Vitamin D-Depression, SAD (Seasonal Affected Disorder)

Vitamin D-Mangel kann auch zu psychischen Problemen führen

Der Zusammenhang zwischen einem Mangel an Vitamin D und Depressionen sowie anderen psychischen Problemen ist mittlerweile für viele Mediziner eindeutig. Etlichen Ärzten ist aufgefallen, dass gerade in sonnenarmen Gegenden oder bei Menschen, die sehr wenig Sonnenlicht abbekommen, Depressionen häufiger vorkommen.

Vor allem im Winter treten verstärkt seelische Störungen auf. Das medizinische Phänomen hat auch einen Namen: die Saisonale Gemütsstörung (SAD). Die saisonbedingte Depression steht in engem Zusammenhang mit der verminderten Sonnenbestrahlung in den Wintermonaten. Der Mangel des Sonnenvitamins in der dunklen Jahreszeit hat also nicht nur Auswirkungen auf Organe und Knochen, sondern auch auf den seelischen Zustand der Menschen.

Winterdepression mit Vitamin D verhindern

Die Winterdepression ist mittlerweile eine anerkannte Krankheit. Die korrekte medizinische Bezeichnung lautet: Saisonal-affektive Störung (SAD, Seasonal Affective Disorder). Die Symptome der Winterdepression wie

  • Niedergeschlagenheit
  • Müdigkeit
  • Antriebslosigkeit
  • Heißhunger auf Kohlenhydrate

kommen vielen von uns bekannt vor. Gerade in Ländern mit langen, lichtarmen Wintern leiden viele Menschen unter SAD, bis hin zu erhöhten Selbstmordraten.

Lichttherapie gegen den Winterblues

Niemand muss den Winter hindurch leiden und schlechte Laune haben. Mittlerweile gibt es zwei Wege, der Winterdepression zu entgehen. Zum einen kann die Lichttherapie in Form einer Lichtdusche für die vermehrte Bildung des Sonnenvitamins genutzt werden. Zum anderen lässt die Einnahme von hoch dosiertem Vitamin D die Winterdepression schnell verschwinden.
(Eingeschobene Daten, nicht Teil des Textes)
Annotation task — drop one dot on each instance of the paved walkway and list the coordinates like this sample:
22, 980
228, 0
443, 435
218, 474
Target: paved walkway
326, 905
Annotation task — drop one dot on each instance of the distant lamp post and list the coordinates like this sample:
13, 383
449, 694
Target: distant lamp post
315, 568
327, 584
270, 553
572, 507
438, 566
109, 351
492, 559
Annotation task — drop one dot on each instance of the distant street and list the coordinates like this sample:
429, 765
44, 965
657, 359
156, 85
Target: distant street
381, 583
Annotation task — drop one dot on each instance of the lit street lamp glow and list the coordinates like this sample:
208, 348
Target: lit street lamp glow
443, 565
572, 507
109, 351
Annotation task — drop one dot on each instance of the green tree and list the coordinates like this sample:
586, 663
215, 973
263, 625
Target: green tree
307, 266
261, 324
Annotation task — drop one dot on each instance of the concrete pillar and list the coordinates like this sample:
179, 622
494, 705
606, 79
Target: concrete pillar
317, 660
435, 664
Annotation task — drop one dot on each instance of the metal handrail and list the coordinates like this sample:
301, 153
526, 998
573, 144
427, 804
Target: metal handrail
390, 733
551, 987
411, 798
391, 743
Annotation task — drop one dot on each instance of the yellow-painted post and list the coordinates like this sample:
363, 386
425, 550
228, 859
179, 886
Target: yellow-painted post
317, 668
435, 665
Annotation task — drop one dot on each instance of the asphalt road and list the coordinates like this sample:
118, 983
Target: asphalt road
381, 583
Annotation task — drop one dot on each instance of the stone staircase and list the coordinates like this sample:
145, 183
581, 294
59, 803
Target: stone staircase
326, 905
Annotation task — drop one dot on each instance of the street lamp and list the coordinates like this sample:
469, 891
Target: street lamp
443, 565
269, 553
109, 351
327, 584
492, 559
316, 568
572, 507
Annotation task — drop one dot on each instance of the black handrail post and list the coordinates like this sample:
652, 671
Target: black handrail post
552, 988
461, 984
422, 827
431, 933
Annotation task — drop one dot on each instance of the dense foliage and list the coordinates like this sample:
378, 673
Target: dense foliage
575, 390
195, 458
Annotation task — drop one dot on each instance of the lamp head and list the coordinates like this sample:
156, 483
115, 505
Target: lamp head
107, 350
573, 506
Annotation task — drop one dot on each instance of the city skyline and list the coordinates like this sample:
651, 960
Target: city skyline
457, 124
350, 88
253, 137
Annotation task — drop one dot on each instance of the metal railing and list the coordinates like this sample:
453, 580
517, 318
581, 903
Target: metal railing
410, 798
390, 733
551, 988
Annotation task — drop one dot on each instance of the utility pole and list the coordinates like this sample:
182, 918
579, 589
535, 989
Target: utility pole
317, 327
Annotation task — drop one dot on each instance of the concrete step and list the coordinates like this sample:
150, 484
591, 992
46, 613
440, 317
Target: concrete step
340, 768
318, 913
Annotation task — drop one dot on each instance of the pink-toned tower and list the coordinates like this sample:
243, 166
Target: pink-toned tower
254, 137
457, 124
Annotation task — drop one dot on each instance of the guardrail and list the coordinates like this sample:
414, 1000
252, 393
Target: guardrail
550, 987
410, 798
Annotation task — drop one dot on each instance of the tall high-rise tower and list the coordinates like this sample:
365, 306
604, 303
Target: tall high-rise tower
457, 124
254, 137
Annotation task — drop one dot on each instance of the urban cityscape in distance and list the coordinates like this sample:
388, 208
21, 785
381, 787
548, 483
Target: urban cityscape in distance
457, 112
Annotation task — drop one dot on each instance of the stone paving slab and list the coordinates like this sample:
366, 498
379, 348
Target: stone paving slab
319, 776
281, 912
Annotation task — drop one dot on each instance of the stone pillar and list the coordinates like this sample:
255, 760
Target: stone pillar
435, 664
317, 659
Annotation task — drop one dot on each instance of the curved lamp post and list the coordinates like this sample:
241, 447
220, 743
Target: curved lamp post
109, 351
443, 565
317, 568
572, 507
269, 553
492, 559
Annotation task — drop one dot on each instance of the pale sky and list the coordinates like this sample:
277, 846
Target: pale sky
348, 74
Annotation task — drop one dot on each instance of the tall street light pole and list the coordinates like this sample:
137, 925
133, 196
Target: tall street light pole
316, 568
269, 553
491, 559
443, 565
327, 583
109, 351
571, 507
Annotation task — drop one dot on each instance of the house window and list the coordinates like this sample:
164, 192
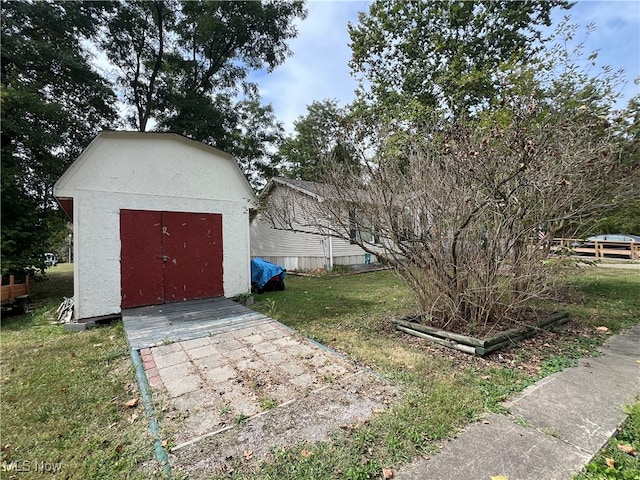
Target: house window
361, 228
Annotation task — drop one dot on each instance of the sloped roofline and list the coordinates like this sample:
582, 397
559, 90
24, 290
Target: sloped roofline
106, 134
303, 186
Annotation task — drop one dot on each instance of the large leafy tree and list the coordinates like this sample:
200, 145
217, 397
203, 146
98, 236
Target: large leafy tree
318, 135
419, 55
183, 67
53, 103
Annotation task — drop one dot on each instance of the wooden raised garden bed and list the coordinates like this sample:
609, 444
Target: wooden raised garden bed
477, 346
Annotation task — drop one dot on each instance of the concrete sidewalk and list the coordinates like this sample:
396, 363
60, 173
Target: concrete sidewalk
556, 425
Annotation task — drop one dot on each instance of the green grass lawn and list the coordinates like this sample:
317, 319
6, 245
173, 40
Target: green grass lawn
63, 393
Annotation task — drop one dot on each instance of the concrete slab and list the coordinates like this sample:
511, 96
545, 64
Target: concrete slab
215, 362
178, 322
309, 418
499, 447
557, 425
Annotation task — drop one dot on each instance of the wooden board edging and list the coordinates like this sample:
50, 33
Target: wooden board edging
478, 346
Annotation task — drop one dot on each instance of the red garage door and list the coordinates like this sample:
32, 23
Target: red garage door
169, 257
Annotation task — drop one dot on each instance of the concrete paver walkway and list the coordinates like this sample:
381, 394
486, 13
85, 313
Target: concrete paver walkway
233, 381
556, 425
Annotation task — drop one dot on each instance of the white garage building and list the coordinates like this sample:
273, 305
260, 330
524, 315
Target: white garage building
157, 218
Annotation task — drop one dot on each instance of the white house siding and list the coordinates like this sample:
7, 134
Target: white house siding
296, 250
148, 172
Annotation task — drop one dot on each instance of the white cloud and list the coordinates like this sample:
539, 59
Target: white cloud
318, 68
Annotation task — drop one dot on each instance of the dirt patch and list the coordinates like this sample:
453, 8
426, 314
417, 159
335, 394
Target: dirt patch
236, 396
309, 419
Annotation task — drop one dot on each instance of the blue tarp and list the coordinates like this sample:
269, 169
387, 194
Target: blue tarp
263, 271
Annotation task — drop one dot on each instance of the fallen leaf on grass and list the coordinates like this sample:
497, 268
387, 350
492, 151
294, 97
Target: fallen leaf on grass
629, 449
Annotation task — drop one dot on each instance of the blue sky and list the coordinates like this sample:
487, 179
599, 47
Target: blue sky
318, 68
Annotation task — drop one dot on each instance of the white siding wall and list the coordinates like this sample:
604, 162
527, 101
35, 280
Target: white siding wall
296, 250
165, 175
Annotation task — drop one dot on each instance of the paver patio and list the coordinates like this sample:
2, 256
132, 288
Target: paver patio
231, 380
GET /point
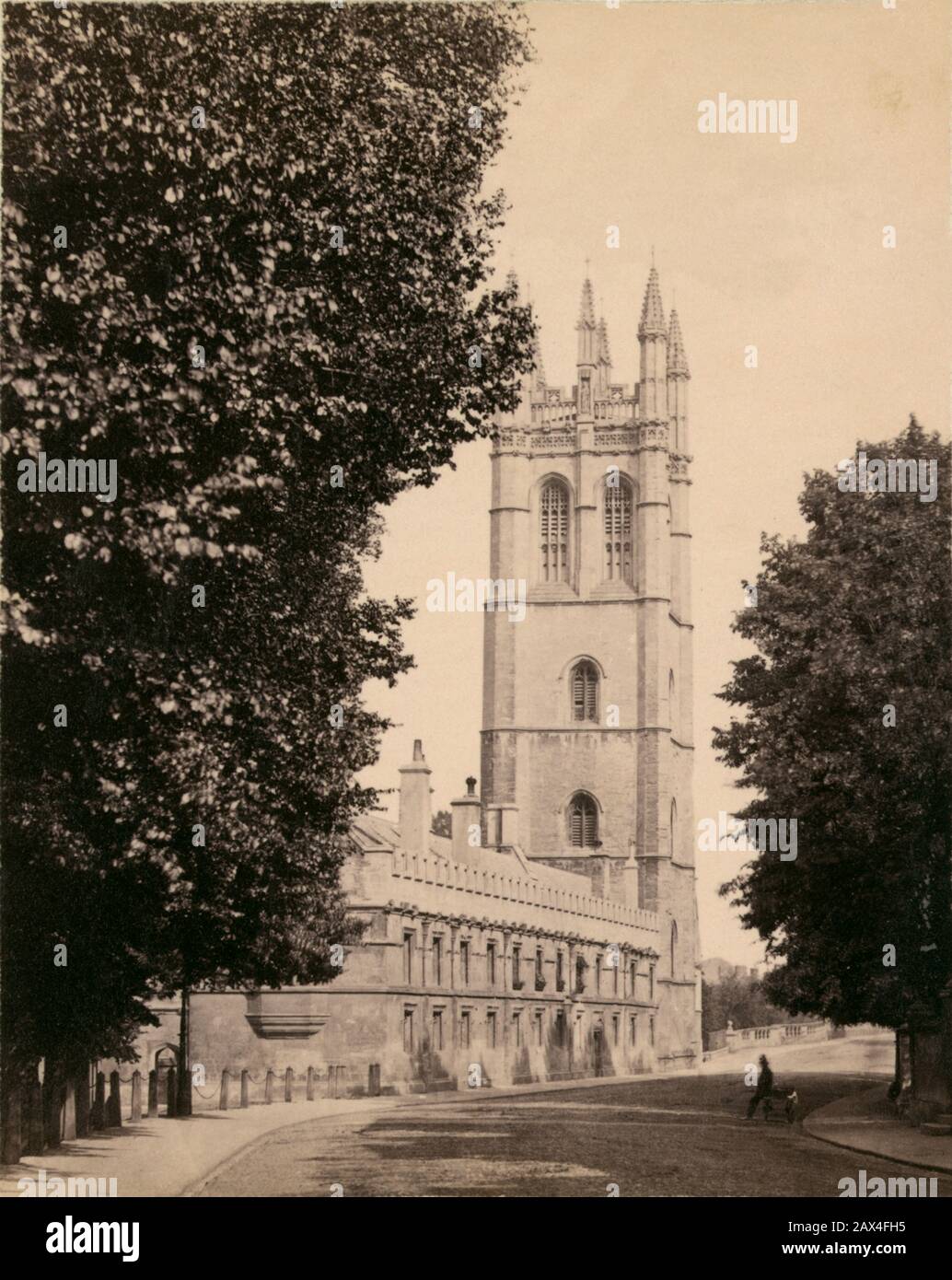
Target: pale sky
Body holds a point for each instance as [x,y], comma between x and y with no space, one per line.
[765,243]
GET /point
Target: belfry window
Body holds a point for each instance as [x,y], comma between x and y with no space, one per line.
[553,530]
[583,822]
[585,692]
[618,554]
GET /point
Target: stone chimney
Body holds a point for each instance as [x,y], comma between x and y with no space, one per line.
[414,803]
[466,813]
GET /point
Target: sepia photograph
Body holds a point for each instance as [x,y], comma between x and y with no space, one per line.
[476,690]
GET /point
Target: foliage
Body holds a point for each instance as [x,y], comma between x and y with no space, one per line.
[849,623]
[268,318]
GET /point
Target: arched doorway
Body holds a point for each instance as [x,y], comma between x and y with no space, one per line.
[165,1059]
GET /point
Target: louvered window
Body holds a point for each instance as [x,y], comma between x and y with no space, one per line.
[618,555]
[554,532]
[585,692]
[583,822]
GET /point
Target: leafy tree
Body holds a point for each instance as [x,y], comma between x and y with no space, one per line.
[247,259]
[851,623]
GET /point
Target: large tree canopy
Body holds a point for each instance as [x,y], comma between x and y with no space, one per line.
[247,259]
[849,729]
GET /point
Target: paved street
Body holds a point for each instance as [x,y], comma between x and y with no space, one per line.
[667,1137]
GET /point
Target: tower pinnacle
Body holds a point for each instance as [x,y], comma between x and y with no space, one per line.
[677,360]
[652,308]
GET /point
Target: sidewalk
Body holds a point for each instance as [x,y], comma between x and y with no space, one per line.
[168,1158]
[866,1123]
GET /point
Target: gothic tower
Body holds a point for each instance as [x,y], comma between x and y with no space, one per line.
[586,706]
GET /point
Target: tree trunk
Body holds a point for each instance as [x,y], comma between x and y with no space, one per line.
[184,1065]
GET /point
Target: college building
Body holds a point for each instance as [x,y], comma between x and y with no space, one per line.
[554,934]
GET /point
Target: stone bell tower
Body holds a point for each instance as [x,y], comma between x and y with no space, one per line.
[587,702]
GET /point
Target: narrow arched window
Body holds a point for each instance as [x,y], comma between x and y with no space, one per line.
[618,555]
[583,822]
[553,530]
[585,692]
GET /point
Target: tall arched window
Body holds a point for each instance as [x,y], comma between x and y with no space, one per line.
[553,531]
[583,822]
[618,558]
[585,692]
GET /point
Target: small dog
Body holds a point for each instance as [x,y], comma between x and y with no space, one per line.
[791,1103]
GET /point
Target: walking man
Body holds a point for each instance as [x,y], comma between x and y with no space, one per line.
[764,1089]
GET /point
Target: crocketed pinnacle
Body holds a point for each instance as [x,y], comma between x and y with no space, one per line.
[652,308]
[604,350]
[677,360]
[586,311]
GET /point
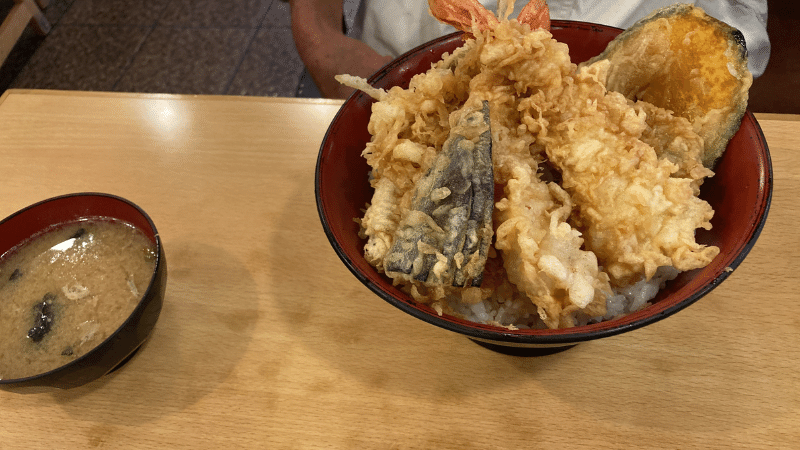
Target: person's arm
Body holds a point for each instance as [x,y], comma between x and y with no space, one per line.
[324,48]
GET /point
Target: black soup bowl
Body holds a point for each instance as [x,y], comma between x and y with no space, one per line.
[740,193]
[126,340]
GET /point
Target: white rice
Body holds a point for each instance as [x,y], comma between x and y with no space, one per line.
[521,313]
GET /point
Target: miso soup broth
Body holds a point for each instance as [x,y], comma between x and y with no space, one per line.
[66,290]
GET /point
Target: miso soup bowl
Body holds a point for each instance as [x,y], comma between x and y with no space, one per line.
[121,344]
[740,194]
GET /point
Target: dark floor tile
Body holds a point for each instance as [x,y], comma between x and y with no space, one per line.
[278,15]
[113,12]
[56,9]
[22,52]
[80,57]
[186,61]
[215,13]
[271,66]
[778,89]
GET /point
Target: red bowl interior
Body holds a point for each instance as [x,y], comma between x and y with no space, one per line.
[740,194]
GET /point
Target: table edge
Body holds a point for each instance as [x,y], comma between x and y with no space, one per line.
[157,96]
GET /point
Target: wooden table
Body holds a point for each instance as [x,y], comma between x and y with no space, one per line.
[267,341]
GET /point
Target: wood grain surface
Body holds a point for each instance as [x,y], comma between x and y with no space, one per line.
[267,341]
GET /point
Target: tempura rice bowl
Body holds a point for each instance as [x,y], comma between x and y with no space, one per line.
[740,194]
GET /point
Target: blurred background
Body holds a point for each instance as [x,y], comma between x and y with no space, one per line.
[244,47]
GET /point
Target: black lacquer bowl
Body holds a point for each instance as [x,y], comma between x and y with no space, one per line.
[122,344]
[740,194]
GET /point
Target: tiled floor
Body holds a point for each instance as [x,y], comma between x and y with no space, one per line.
[245,47]
[238,47]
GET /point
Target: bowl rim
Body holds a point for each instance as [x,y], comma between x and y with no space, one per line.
[101,347]
[560,336]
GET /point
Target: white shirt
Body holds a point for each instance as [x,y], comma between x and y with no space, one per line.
[392,27]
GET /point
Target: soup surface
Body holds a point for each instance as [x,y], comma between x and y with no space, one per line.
[64,291]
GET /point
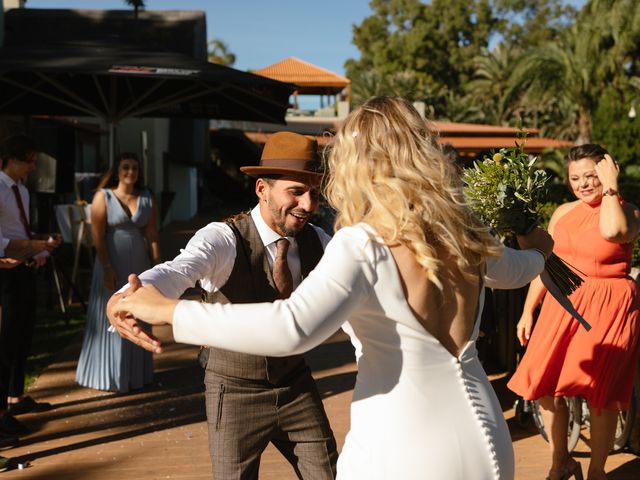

Vor allem die Kombination aus Lichttherapie und der Einnahme von Präparaten sorgt bei den Betroffenen auch in der dunklen Jahreszeit für ausgeglichene Stimmung und Wohlbefinden.

Dr. med. Holick zum Zusammenhang zwischen Vitamin D-Mangel und Depressionen

Dr . Michael F. Holick erklärt in seinem Buch The Vitamin D-Solution die Verbindung zwischen Vitamin D und Depressionen so: „Obwohl mehrere Faktoren bei der Entstehung und Progression von leichter und schwerer Depression eine Rolle spielen, ist gezeigt worden, dass auch ein Vitamin D-Mangel zu Depressionen und chronischer Müdigkeit beiträgt.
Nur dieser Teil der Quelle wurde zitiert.